Бог, что родился среди рабов, схоронился, зарывшись подобно кроту, в катакомбах; со временем рабы окрепли, освободились, поднялись из подземелий, обосновались во дворцах. Окреп с ними и Бог, освободился, поднялся из мрачных темниц и воцарился во дворцах и крепостях. Эти громадные церкви демонстрируют не силу Бога, но силу, веру и гордость человека. Таков и собор Бургоса. Военная неприступная крепость, львиное, логово, панцирь какого-то допотопного чудовища.
Я с содроганием переступаю порог, медленно пробираясь вперёд в полумраке. Я снова ощущаю потрясение и подъём, что вызывают во мне готические церкви. Высокие вертикальные арки, каменные локоны, остроконечные купола, сгустившаяся синяя тьма в углах, волшебное сияние, изливаемое холодноцветными — сплошь рубин, топаз и изумруд — витражами.
Подул дух, и поднялись камни, и все эти каменные чудеса взмыли и воспарили в воздухе. Великие эпохи творения есть непостижимая тайна. В разгар жесточайших средневековых войн, в атмосфере каждодневных угроз, в отсутствие удобств и чувства безопасности творцы живописали, слагали песни, создавали литературу, строили церкви, подчиняли своей воле камень и железо. По всей видимости, душевные силы, благие или дурные, пробуждаются и крепнут синхронно. Хорошо это или плохо, жалкую трусливую душу порождают неуловимые колебания. Всё есть оргазм, сила и страсть и всё способно стать духом. Проклято и бесплодно лишь скупое существование — когда не тратишь силы, избегаешь опасностей, не имеешь желаний, — и убогий покой, в благоразумии и довольстве.

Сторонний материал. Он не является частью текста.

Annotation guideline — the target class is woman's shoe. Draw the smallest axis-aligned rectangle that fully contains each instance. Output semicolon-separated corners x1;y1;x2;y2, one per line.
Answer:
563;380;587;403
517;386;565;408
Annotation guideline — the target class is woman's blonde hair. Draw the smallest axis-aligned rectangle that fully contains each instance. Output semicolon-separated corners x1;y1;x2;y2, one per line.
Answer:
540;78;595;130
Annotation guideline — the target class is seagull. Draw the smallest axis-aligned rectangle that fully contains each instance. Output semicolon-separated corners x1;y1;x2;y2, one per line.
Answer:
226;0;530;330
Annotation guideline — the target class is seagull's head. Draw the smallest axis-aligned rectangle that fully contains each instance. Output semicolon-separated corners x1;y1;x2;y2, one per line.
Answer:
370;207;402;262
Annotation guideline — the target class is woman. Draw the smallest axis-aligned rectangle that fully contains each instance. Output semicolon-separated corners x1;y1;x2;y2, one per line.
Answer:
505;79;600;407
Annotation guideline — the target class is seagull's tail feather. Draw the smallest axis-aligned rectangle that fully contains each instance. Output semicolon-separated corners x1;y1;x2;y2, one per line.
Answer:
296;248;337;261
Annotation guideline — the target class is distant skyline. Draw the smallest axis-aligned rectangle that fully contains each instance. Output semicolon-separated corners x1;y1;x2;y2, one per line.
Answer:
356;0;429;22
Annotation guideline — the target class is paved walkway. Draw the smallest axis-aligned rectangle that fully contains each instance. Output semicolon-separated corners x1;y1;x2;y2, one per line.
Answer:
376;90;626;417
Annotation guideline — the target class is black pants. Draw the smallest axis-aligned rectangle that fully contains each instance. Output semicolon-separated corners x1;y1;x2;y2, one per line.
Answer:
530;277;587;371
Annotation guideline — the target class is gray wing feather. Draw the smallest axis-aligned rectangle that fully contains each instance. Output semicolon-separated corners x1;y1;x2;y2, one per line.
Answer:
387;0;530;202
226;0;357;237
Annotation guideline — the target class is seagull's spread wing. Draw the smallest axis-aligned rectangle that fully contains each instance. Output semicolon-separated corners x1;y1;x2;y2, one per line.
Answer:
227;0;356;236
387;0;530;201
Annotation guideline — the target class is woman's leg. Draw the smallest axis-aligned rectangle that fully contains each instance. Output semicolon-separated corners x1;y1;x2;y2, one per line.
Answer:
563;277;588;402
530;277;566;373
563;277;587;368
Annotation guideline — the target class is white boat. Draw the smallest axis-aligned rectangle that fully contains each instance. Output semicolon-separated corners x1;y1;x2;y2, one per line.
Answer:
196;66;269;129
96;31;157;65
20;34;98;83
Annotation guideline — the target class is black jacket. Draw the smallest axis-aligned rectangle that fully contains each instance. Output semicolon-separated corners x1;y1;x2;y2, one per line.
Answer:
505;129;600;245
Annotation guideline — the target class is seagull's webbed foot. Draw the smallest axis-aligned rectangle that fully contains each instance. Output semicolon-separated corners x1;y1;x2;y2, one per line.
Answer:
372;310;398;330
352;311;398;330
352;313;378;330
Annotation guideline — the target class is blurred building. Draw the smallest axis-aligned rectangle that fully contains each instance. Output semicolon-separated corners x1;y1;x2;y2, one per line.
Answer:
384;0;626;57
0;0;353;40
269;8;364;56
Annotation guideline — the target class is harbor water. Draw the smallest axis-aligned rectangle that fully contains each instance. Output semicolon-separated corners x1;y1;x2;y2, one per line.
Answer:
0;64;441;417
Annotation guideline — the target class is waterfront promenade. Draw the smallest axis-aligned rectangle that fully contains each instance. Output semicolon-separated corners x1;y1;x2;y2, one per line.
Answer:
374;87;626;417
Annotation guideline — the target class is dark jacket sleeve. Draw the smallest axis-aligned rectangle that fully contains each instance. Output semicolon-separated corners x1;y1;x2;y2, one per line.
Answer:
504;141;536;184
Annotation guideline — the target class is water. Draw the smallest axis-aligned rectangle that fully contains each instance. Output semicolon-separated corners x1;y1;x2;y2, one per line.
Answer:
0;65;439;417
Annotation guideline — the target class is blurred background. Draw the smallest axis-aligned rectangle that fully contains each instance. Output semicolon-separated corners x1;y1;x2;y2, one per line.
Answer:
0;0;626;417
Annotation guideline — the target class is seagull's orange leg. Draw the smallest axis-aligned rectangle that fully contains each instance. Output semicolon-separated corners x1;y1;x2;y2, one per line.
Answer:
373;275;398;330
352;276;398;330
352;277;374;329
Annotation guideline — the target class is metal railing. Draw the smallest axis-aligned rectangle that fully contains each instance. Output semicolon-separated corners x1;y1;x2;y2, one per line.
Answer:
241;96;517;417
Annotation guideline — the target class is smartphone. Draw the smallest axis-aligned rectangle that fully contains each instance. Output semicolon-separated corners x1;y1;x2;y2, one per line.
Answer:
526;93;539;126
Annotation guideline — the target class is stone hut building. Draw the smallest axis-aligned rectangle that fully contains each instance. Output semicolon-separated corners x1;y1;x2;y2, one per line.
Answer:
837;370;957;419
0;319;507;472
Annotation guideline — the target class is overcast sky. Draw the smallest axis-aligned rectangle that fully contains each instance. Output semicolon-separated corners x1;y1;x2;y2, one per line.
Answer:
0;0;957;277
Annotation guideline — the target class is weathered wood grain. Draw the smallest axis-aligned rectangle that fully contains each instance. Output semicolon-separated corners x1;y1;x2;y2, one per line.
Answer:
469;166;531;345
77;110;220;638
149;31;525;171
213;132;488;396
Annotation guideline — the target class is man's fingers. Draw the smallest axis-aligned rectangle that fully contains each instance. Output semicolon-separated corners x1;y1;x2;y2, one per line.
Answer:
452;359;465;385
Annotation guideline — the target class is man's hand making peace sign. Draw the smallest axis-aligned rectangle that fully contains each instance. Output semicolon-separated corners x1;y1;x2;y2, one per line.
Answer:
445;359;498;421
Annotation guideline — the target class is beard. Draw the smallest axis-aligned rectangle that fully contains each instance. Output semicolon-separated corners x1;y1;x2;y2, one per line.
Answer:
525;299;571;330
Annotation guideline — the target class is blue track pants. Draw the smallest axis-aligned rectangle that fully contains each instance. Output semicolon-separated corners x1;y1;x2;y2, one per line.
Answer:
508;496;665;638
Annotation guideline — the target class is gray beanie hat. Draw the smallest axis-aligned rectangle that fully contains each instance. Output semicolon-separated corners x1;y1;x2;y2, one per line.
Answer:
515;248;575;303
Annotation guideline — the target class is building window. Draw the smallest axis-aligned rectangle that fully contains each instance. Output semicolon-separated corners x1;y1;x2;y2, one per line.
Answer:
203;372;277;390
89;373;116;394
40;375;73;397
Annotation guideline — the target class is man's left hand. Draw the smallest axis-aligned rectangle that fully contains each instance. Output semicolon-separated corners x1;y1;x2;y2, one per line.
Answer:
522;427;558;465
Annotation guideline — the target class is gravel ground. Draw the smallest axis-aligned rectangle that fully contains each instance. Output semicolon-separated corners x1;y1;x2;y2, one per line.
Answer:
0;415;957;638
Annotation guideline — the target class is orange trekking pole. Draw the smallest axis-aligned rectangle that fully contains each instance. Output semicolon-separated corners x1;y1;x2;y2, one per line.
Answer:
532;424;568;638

Конечно, и в эпохи мира рождаются великие труды. Но какого мира? Порождения войны. Ибо семя падает в чувственный миг войны, а становится видимым, через некоторое время прорастает, в годы мира. Крестоносцы отправились на Восток, чтобы освободить, как считалось, Гроб Господень. Но на самом деле они отправились туда, чтобы освободить пребывавшие в них силы. Глаза их упивались голубыми морями, солнцем, финиковыми пальмами, мечетями и павлинами. Пальцы их трепетали, когда касались шёлковых ковров, когда ласкали смуглых восточных женщин. А когда они возвращались на родину, память их полнилась благами, а мешки их были набиты золотом и слоновой костью, манускриптами с миниатюрами, расшитыми орнаментами шелками, святыми мощами. Они обрели новые чувства. И теперь, когда они касались камней, камни оживали, становясь виноградными лозами, животными, химерами, а окна в тёмных церквях раскрывались подобно розам в северном тумане.

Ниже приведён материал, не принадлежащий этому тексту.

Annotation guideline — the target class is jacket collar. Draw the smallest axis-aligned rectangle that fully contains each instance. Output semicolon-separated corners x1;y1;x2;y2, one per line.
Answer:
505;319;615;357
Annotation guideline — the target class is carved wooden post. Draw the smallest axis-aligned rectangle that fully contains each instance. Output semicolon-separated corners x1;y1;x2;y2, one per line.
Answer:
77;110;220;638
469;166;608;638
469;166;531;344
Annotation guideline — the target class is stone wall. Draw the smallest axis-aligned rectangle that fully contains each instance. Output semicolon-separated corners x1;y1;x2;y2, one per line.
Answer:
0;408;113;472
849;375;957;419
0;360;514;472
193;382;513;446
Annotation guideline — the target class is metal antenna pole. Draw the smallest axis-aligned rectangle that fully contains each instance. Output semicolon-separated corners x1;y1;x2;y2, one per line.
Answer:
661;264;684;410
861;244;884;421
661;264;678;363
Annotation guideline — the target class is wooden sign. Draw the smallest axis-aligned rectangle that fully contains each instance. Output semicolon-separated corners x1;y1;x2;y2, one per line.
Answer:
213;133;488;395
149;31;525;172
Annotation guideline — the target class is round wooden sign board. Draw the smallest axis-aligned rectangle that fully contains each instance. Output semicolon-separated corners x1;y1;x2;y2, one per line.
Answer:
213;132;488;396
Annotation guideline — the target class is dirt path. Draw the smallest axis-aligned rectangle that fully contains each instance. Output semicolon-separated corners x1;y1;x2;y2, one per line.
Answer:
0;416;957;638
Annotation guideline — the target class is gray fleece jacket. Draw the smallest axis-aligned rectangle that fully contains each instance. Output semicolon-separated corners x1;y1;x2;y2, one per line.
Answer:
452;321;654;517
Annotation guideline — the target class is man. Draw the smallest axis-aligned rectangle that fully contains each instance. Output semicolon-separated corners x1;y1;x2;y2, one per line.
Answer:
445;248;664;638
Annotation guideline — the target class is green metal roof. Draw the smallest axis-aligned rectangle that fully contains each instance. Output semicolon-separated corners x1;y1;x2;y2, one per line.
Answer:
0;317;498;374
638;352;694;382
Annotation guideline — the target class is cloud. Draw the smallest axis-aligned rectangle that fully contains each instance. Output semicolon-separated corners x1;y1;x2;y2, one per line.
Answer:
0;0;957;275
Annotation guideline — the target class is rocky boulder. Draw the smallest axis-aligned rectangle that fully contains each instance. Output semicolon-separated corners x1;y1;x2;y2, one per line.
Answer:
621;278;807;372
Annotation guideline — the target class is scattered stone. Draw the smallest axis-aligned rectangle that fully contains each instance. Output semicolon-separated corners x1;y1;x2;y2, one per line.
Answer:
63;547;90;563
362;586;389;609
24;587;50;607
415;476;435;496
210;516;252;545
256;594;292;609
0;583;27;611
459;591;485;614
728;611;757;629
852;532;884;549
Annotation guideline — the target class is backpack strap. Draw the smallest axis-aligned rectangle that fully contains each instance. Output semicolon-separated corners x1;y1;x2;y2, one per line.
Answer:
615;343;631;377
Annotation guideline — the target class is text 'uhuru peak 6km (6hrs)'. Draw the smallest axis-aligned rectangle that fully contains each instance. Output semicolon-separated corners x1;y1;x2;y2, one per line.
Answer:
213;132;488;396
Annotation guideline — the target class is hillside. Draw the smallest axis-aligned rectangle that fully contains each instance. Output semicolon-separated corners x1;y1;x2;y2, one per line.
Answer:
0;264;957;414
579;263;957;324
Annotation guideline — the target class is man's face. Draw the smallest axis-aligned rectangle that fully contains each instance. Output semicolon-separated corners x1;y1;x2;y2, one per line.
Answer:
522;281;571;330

Я брожу по этой Божьей крепости украдкой, словно лазутчик, что пробрался в лагерь неприятеля, дабы разведать про его секретные укрепления. Я внимательно осматриваю каждый элемент убранства и, когда меня никто не видит, протягиваю руку, чтобы его потрогать. В центре храма надгробная плита хищного скитальца, Акрита Испании, и рядом с ним его верная, многострадальная жена. В золотой нише, освещаемой рядом горящих свечей и серебряных лампад, большой, в человеческий рост, Христос из кожи и настоящих волос. Предание относит его к Востоку, к работе Никодима, который изготовил его, скопировав тело настоящего Христа. Крестоносцы привезли его сюда, одели в белую кружевную ризу, водрузили на него парик из человеческих волос и оставили обнажённой его грудь, залитую кровью.
Так в этом соборе встретились два героя, что столь согласуются с чаяниями испанской души, две противоположности: твёрдость, отвага, неистовство, мужское проявление жизни — Сид; а рядом с ним страдание, терпение, жертвенность, женственность — распятый Христос. Одного от другого здесь отделяет несколько шагов. Испанец, совершая эти несколько шагов, проходит от одного полюса своей души до другого.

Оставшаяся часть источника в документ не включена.